Meta-learning does indeed learn a bias over a distribution of tasks, enabling faster adaptation to new tasks. But meta-learning itself also has an inductive bias: it carries assumptions about the task distribution (e.g., "tasks share common structure") regarding "what kind of bias performs well on the task distribution." If we make meta-learning itself an object of learning (meta-meta-learning), this chain has no end — each layer requires its own inductive bias, and each layer's inductive bias must come from external input.
This is fully parallel to the Gödelian structure: adding
This is the entrance to Chapter 22. The convergence point of the eight boundaries is in Chapter 25.
Unresolved
If Kolmogorov complexity is uncomputable, does MDL still have meaning? The uncomputability of Kolmogorov complexity means it is an ideal, not an algorithm. But mathematics is full of such ideals: optimal decisions, perfect information, infinite precision. Ideals need not be computable; they are needed as benchmarks — telling us how far actual algorithms are from the optimum. The computable approximations of MDL are finite approximations to this ideal; the existence of the ideal itself makes the word "approximation" meaningful.
Is generalization truly equivalent to compression? The MDL framework suggests: a model that cannot compress training data will not generalize; a model that can compress will generalize. But this equivalence does not always hold in the practice of deep learning — some large-scale models "memorize" data while also generalizing well. This tension points to an unresolved theoretical problem: what exactly is the generalization mechanism of deep learning?
Can inductive bias be learned? If learning is inverse inference, then the matter of "what hypothesis space is good" — can this also be learned? Meta-learning attempts to learn a good inductive bias over a distribution of tasks, enabling the model to adapt faster on new tasks. But meta-learning itself also has an inductive bias — is this an infinite regress, or can it stop at some level?
Exercises
★ Warm-up
Of the following two strings, which has lower Kolmogorov complexity? Only an intuitive judgment and a one-sentence justification are required; no specific numerical computation is needed.
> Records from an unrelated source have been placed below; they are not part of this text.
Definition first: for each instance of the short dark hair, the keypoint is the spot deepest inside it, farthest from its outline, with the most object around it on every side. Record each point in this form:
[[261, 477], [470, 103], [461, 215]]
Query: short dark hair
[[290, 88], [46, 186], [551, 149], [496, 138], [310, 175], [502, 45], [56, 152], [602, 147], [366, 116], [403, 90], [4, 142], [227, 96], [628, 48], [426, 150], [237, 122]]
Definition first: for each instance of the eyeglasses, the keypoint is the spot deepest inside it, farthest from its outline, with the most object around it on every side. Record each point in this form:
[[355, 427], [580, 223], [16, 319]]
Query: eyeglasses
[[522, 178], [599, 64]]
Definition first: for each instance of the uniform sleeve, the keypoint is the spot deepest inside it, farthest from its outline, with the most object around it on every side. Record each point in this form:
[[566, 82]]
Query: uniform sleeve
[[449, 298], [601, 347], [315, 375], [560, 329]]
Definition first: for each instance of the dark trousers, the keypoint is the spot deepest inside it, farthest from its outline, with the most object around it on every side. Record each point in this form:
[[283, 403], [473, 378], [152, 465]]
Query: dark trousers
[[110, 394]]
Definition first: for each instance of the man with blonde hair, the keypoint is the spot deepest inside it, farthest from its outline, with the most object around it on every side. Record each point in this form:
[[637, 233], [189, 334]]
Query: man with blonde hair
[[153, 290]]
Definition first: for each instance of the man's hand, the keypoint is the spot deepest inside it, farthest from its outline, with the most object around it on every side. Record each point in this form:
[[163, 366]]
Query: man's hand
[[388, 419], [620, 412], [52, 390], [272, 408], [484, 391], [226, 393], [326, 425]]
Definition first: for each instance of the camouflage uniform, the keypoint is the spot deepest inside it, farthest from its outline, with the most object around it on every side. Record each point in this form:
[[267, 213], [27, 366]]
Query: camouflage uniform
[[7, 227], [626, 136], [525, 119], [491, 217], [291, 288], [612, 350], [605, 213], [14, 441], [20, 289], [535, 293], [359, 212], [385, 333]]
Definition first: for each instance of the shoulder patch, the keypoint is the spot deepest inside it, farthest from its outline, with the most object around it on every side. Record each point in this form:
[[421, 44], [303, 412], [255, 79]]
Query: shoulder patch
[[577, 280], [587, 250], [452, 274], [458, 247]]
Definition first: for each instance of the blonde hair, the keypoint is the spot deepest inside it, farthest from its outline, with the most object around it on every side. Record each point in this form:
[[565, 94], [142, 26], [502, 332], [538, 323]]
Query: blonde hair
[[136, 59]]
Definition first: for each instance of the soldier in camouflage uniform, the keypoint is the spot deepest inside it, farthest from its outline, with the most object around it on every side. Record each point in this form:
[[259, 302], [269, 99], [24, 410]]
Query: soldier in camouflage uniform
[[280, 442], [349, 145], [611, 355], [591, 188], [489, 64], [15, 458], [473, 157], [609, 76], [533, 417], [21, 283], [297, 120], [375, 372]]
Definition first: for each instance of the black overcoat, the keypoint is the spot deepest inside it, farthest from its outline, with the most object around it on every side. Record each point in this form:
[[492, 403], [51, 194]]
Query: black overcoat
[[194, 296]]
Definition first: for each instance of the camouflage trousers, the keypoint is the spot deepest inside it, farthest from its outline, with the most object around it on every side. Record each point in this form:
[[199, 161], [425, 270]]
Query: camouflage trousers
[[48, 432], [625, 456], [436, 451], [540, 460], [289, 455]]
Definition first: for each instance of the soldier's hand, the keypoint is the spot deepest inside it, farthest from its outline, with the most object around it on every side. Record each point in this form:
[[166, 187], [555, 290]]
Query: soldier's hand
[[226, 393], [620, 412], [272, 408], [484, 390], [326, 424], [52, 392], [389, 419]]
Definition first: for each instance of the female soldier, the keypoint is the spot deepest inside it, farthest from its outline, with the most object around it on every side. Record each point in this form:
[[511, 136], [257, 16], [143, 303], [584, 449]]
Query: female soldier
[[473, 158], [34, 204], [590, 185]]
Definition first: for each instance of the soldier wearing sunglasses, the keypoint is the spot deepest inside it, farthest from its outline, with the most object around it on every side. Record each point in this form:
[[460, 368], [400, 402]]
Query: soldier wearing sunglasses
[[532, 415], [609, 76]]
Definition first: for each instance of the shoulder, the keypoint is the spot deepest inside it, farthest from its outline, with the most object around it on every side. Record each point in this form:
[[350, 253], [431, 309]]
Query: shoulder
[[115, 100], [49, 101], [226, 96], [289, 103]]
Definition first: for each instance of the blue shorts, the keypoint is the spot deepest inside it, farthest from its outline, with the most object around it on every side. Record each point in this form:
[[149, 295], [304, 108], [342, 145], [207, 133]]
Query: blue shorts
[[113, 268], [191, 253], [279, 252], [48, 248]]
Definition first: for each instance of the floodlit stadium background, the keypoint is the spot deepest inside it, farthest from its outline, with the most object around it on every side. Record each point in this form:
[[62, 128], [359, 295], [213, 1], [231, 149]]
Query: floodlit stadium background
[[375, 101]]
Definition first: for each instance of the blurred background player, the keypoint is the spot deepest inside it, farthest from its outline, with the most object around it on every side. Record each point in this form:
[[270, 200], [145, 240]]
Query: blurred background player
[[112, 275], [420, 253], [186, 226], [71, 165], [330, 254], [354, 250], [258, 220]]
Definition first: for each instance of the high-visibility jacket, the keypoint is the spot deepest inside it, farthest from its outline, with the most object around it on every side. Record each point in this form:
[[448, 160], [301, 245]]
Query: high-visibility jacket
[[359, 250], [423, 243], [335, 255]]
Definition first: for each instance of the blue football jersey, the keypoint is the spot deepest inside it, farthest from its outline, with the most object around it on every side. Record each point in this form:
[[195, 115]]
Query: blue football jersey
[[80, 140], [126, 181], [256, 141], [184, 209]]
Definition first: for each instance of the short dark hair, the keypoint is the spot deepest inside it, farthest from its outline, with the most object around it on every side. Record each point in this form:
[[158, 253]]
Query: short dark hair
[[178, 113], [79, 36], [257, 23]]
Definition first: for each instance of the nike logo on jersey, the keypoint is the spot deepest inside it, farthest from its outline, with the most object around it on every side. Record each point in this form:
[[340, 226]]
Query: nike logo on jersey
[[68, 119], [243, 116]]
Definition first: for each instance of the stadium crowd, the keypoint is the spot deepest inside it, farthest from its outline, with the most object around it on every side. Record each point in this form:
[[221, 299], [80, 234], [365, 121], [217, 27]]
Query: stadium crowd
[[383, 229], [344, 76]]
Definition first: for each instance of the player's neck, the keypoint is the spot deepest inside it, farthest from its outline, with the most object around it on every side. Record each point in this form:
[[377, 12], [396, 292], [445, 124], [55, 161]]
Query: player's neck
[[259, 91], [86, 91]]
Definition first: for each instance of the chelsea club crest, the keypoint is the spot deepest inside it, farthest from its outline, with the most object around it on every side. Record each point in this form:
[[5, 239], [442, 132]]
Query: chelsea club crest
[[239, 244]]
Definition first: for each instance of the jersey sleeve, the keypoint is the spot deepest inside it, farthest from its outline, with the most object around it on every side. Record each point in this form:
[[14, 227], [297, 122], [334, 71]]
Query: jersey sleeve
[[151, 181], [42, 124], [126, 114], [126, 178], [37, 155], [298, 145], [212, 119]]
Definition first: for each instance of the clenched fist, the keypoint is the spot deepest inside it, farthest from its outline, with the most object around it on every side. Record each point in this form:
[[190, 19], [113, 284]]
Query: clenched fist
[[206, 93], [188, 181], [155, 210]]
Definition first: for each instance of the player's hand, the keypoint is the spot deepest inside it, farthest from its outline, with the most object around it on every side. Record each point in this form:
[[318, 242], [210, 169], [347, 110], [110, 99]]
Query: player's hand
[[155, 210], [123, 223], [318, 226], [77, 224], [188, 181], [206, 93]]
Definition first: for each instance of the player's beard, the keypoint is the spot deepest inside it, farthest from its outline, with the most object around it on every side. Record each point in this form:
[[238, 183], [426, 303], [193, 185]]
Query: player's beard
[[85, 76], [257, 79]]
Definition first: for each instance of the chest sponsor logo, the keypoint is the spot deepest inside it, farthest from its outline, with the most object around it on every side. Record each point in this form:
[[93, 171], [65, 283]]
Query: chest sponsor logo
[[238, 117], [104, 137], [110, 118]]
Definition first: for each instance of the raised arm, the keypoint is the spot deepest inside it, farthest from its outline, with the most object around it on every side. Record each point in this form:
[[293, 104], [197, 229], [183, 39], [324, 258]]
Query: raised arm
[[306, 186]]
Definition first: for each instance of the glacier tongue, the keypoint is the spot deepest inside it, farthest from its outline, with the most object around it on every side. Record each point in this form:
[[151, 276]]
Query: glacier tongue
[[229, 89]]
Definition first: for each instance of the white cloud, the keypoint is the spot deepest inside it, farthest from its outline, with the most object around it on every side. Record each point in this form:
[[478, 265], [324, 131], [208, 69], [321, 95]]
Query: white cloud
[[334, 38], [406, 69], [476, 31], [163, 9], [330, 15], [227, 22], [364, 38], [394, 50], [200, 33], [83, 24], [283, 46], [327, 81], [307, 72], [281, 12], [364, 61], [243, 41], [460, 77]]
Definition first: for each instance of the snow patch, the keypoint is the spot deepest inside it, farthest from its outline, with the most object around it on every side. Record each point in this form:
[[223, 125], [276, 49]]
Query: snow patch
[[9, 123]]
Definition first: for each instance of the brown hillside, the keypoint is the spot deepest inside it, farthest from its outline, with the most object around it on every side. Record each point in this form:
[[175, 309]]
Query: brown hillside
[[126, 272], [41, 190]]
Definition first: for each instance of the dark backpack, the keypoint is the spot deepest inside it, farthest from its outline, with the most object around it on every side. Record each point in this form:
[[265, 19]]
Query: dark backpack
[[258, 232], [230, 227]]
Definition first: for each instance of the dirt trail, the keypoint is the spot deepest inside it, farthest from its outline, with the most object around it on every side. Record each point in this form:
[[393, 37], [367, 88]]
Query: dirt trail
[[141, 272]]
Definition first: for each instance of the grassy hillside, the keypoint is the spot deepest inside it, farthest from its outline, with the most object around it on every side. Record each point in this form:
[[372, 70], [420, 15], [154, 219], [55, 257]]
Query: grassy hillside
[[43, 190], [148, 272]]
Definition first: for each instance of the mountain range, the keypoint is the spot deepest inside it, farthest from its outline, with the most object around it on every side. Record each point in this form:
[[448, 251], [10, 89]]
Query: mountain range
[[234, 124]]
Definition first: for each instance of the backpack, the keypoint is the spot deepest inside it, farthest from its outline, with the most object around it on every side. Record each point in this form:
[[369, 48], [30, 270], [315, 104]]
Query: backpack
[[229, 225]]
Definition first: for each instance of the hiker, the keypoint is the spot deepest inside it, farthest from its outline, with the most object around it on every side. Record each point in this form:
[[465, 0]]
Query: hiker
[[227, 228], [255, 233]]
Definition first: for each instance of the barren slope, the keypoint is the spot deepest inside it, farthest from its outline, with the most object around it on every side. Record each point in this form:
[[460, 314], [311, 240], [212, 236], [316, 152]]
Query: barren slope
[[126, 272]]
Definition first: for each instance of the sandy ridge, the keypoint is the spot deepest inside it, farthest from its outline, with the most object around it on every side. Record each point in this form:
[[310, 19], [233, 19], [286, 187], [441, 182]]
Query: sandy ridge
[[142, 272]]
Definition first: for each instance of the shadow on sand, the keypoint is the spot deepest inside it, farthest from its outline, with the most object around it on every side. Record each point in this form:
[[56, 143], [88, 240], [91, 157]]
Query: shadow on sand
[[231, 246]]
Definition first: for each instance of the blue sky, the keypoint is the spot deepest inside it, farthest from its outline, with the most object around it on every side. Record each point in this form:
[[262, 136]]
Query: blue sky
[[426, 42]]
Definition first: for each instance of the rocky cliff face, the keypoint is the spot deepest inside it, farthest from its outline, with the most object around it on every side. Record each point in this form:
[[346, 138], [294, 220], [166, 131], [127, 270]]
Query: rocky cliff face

0101010101010101010101010101010101010101(40 characters, alternating 01)1101001000011010110101010001010001000010(40 random characters)
Also think about this question: for a "completely random" string, what is its Kolmogorov complexity approximately? How does it compare to the length of the string itself?
★★ Derivation
Compression and generalization: One model has zero error on the training set, but large error on the test set (overfitting); another has 5% error on training, also 5% on test (good generalization). Use MDL language to describe the difference: which one compressed the data? Which one memorized the data? What does the "description length of the overfitting model" and the "description length of the generalizing model" each contain?
Making inductive bias explicit: Linear regression, decision trees, and neural networks (with L2 regularization) — these three learning algorithms each implicitly what inductive bias? Describe in terms of "what kind of regularities are preferentially chosen." Under what type of data would each bias systematically fail?
★★★ Challenge
Kolmogorov complexity is uncomputable (because it is equivalent to the halting problem). This means: no algorithm can, for any two hypotheses, determine in finitely many steps which is simpler.
Yet MDL is used in practice, with computable approximate versions. Try to list at least two computable "description length" approximation schemes, and analyze: what inductive bias does each approximation implicitly correspond to? Under what circumstances would different approximation schemes give different "optimal hypotheses"?
The purpose of this question is: translate "hyperparameter selection" into "inductive bias selection," then translate that into "implicit commitments about what counts as simple" — after doing these three layers of translation, say whether your view on the "objectivity" of machine learning has changed.